Harnessing Transparent Learning Analytics for Individualized Support through Auto-detection of Engagement in Face-to-Face Collaborative Learning
Zhou, Qi, Suraworachet, Wannapon, Cukurova, Mutlu
Using learning analytics to investigate and support collaborative learning has been explored for many years. Recently, automated approaches with various artificial intelligence approaches have provided promising results for modelling and predicting student engagement and performance in collaborative learning tasks. However, due to the lack of transparency and interpretability caused by the use of "black box" approaches in learning analytics design and implementation, guidance for teaching and learning practice may become a challenge. On the one hand, the black box created by machine learning algorithms and models prevents users from obtaining educationally meaningful learning and teaching suggestions.
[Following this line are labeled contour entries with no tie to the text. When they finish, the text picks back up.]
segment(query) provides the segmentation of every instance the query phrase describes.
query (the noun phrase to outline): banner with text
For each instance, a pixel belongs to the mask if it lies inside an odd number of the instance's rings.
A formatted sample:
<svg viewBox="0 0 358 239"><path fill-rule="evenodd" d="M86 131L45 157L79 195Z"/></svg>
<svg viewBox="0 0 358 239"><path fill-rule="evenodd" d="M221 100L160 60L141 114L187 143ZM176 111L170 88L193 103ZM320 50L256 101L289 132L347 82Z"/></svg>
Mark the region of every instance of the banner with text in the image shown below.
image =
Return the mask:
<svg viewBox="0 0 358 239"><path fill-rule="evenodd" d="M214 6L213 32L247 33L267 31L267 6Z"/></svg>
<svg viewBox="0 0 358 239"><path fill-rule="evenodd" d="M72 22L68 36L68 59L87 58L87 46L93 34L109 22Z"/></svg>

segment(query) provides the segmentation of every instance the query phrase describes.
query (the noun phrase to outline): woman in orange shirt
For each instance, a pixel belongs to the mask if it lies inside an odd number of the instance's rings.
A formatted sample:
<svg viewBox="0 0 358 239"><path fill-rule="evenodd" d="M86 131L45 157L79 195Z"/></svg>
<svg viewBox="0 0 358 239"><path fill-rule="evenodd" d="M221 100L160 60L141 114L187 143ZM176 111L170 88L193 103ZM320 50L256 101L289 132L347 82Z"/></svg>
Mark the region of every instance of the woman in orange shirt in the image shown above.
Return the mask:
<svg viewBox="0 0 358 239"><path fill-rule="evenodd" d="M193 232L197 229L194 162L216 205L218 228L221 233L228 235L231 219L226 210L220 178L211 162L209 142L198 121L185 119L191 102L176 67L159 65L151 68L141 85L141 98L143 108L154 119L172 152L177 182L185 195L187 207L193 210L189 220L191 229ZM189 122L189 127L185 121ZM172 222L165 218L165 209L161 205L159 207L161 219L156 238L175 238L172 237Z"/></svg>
On the other hand, focusing on group and cohort level analysis only can make it difficult to provide specific support for individual students working in collaborative groups. This paper proposes a transparent approach to automatically detect student's individual engagement in the process of collaboration. The results show that the proposed approach can reflect student's individual engagement and can be used as an indicator to distinguish students with different collaborative learning challenges (cognitive, behavioural and emotional) and learning outcomes. The potential of the proposed collaboration analytics approach for scaffolding collaborative learning practice in face-to-face contexts is discussed and future research suggestions are provided.